Financial and engineering term

Return on modelling effort (ROME) is the benefit resulting from a (supplementary) effort to create and / or improve a model.

== Purpose ==
In engineering, modelling always serves a particular goal. For example, the lightning protection of aircraft can be modelled as an electrical circuit, in order to predict whether the protection will still work in 30 years, given the ageing of its electrical components. More and more effort can be put in making this model predict reality perfectly. However, this perfection comes at a price: researchers invest time and money in improving the model. As a Return on investment (ROI), the ROME is a metric for the use of further modelling. It may therefore serve as a 'stopping criterion'.

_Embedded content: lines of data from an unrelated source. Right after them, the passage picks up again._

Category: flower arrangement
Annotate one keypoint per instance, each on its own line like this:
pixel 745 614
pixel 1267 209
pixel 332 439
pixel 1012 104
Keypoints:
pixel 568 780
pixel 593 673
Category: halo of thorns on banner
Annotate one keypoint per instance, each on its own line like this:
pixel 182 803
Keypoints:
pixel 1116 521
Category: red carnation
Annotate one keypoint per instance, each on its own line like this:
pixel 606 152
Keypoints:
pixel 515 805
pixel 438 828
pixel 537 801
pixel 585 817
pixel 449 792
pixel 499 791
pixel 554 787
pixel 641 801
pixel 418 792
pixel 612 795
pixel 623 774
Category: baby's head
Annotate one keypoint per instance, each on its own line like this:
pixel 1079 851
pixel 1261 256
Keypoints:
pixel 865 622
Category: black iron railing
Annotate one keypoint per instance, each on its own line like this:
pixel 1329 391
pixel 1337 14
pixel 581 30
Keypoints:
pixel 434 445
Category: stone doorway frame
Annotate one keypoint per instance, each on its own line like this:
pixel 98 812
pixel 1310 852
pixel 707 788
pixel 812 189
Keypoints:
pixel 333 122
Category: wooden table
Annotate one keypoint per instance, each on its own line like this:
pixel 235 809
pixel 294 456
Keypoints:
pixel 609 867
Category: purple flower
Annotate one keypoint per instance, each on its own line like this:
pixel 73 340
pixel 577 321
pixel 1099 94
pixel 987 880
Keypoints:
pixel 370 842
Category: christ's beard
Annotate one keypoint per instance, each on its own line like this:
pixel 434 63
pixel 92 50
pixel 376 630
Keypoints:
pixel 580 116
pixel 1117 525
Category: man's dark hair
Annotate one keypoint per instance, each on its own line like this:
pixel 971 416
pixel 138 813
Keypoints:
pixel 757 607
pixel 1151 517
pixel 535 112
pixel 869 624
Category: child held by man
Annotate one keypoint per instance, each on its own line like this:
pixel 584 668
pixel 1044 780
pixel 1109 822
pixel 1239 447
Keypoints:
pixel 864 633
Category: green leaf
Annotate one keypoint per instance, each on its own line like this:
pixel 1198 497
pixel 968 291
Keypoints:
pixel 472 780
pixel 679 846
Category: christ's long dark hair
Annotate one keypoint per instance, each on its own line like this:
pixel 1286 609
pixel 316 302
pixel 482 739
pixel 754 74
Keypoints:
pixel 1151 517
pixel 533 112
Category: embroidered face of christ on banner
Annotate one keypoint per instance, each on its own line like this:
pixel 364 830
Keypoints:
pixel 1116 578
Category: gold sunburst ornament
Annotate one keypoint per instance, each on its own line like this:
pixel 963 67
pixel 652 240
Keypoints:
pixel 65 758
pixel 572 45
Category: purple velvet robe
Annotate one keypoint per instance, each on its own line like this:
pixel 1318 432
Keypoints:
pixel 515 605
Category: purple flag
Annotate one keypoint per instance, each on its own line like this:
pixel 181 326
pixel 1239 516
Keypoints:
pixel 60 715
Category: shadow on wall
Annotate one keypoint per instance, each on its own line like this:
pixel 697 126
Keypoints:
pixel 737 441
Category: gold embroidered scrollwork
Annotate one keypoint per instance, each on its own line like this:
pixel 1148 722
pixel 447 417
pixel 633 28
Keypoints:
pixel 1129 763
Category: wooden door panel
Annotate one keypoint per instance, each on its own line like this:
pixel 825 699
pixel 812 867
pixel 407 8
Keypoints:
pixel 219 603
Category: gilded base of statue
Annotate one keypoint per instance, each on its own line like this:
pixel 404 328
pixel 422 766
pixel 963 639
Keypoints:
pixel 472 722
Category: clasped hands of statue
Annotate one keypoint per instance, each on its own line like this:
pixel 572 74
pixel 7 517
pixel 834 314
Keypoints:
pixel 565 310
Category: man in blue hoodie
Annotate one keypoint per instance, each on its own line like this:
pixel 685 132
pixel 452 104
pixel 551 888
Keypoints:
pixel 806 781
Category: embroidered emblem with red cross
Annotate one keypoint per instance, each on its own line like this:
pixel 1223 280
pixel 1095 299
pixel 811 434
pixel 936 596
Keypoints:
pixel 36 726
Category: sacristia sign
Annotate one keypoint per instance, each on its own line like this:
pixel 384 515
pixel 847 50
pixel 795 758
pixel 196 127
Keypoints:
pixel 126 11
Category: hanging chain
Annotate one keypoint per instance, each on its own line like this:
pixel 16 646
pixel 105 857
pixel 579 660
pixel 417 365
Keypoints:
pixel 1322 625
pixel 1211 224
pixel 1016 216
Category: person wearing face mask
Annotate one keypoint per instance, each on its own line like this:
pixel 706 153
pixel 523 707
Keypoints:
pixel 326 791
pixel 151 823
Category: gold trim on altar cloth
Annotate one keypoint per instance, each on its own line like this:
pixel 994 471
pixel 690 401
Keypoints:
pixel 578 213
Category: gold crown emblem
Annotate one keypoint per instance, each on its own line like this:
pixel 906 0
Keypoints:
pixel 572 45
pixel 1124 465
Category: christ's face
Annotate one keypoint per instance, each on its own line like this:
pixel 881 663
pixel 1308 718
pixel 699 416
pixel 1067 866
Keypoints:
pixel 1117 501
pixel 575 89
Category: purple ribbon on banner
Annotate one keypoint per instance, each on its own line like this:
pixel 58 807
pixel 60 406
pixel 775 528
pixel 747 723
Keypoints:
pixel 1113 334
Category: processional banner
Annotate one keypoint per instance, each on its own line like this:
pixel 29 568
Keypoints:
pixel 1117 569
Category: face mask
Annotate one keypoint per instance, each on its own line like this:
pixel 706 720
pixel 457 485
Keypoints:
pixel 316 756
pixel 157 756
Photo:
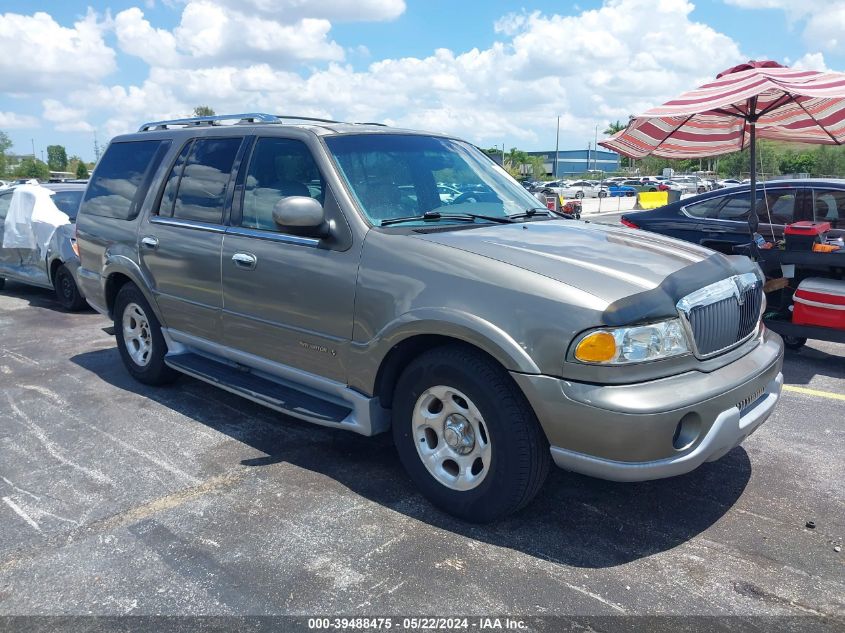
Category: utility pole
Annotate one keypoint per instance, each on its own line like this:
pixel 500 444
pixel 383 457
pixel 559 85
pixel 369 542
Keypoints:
pixel 596 148
pixel 557 148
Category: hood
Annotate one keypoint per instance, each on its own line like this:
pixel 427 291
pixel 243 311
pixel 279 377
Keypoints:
pixel 611 263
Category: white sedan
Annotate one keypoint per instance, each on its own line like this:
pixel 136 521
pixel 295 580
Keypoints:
pixel 582 189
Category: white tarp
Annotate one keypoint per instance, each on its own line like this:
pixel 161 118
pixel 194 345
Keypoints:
pixel 32 219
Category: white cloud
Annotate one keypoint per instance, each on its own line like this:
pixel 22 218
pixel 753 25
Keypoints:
pixel 64 118
pixel 590 68
pixel 37 54
pixel 137 37
pixel 336 10
pixel 13 120
pixel 811 61
pixel 210 32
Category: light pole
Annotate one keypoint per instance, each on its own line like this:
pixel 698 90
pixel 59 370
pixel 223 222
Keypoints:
pixel 557 148
pixel 596 148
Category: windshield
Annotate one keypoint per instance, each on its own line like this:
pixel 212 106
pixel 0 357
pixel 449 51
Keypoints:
pixel 405 176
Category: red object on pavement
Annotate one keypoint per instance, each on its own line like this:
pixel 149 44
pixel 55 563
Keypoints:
pixel 820 301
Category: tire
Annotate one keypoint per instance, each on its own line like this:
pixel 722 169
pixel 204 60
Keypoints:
pixel 460 394
pixel 794 342
pixel 143 353
pixel 67 292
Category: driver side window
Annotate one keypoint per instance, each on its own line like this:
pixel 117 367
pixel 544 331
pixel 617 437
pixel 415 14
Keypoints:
pixel 279 168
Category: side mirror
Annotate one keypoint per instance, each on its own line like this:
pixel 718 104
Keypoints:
pixel 304 215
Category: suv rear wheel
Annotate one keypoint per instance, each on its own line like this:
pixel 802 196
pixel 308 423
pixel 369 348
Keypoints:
pixel 467 436
pixel 66 290
pixel 139 338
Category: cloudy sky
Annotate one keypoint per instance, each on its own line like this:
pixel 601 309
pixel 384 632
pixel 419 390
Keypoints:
pixel 490 71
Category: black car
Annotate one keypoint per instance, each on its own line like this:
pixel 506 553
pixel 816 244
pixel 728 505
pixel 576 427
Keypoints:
pixel 719 219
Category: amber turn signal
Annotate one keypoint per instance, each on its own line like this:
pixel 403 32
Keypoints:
pixel 598 347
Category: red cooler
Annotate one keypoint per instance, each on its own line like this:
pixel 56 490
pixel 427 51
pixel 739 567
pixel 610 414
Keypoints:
pixel 800 236
pixel 820 301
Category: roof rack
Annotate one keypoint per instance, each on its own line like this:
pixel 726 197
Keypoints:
pixel 249 117
pixel 306 118
pixel 241 119
pixel 317 120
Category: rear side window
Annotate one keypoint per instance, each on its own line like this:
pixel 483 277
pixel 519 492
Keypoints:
pixel 736 208
pixel 705 209
pixel 113 191
pixel 779 206
pixel 68 202
pixel 205 177
pixel 828 206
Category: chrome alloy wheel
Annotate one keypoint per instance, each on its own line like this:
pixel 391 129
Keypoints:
pixel 136 334
pixel 451 438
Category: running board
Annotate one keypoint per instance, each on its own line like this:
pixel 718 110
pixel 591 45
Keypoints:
pixel 283 398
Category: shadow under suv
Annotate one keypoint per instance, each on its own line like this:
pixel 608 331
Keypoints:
pixel 314 268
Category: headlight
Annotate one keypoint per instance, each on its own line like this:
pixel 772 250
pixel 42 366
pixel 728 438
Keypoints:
pixel 642 343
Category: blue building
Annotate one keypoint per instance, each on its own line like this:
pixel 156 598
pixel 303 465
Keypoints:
pixel 578 161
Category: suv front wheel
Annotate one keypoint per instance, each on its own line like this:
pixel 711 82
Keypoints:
pixel 467 436
pixel 139 338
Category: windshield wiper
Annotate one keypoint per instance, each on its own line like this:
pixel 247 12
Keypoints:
pixel 433 216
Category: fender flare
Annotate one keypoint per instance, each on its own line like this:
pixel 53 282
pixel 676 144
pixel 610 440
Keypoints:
pixel 121 264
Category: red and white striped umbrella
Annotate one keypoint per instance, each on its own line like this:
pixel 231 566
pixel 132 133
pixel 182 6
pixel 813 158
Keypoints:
pixel 804 106
pixel 756 99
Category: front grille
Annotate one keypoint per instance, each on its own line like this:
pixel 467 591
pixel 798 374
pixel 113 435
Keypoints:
pixel 723 314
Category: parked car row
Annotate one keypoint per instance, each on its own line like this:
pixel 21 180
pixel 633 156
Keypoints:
pixel 719 219
pixel 627 186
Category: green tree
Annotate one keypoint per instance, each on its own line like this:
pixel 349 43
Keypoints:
pixel 514 160
pixel 792 163
pixel 56 157
pixel 5 145
pixel 613 128
pixel 538 167
pixel 32 168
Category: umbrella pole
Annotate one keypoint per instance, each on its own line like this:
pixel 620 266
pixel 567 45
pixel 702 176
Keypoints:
pixel 753 219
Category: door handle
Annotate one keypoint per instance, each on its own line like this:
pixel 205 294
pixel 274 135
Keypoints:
pixel 245 260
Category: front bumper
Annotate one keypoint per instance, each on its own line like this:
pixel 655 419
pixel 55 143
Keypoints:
pixel 659 428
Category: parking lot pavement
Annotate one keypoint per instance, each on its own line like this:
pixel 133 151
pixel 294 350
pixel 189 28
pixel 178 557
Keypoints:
pixel 119 498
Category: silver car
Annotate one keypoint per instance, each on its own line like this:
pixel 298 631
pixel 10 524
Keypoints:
pixel 313 267
pixel 55 269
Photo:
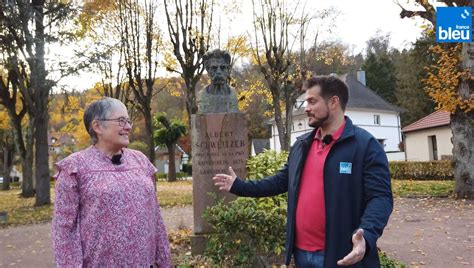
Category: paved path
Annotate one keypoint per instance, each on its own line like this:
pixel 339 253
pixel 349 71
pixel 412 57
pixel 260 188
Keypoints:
pixel 435 232
pixel 30 245
pixel 431 232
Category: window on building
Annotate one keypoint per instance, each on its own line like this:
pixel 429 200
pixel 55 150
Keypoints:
pixel 376 119
pixel 433 147
pixel 382 142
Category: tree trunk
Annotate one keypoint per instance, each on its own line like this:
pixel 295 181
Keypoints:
pixel 149 136
pixel 6 168
pixel 27 186
pixel 191 103
pixel 463 154
pixel 462 126
pixel 172 163
pixel 41 106
pixel 280 126
pixel 41 159
pixel 288 126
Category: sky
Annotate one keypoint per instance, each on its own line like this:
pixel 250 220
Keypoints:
pixel 357 22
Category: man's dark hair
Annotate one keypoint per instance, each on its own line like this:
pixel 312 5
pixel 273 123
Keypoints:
pixel 330 86
pixel 217 53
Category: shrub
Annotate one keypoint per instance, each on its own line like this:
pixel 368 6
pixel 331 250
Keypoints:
pixel 422 170
pixel 248 227
pixel 188 168
pixel 244 228
pixel 164 176
pixel 265 164
pixel 387 262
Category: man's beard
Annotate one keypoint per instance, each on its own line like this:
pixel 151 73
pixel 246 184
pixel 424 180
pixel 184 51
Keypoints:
pixel 318 122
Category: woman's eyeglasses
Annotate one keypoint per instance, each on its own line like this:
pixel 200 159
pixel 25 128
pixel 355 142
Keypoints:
pixel 121 120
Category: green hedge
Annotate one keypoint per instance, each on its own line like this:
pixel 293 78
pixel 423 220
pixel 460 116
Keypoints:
pixel 248 227
pixel 422 170
pixel 164 176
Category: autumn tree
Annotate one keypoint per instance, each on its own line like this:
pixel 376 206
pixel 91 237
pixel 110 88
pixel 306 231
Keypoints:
pixel 410 93
pixel 14 79
pixel 24 27
pixel 189 26
pixel 450 82
pixel 7 151
pixel 332 57
pixel 168 133
pixel 141 40
pixel 379 67
pixel 100 30
pixel 272 53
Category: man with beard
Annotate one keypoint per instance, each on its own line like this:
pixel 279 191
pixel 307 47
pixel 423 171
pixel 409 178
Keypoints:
pixel 218 97
pixel 338 184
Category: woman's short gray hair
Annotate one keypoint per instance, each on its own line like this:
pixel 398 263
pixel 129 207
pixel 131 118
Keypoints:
pixel 99 109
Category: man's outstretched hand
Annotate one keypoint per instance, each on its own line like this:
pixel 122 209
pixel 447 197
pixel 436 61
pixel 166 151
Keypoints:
pixel 224 181
pixel 358 249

Typically, researchers will pull towards continuing modelling, while management will pull towards stopping modelling. Being explicit about the cost and benefits of continued modeling may help to make informed decisions that are understood by both sides. Continuous communication between model developers and model users increases the probability of models being actually put to profit.

== Domains ==
ROME is a metric, which can be evaluated wherever modelling is performed with a quantifiable goal. Examples include:
- Modeling the impact of federal policy on social problems.
- Modeling a marketing mix to statistically correlate a number of inputs (or independent variables) – such as a marketing campaign – to outcomes (or dependent variables) – such as sales or profits.
- Modeling the links between enterprise actors to make an informed choice on splitting organizations.
- Modeling the coupling of an electromagnetic interference to a PCB to reduce its susceptibility by improving the routing of traces.

== Research ==
The initiative "Models at Work" studies the creation, management and use of domain models in scientific and industrial practice, aiming at a diversity of goals, varying from (as truthful as possible) representation of the conceptual structure of the domain that is modelled, via animation, simulation, execution and gamification, until automated (logic-based) reasoning.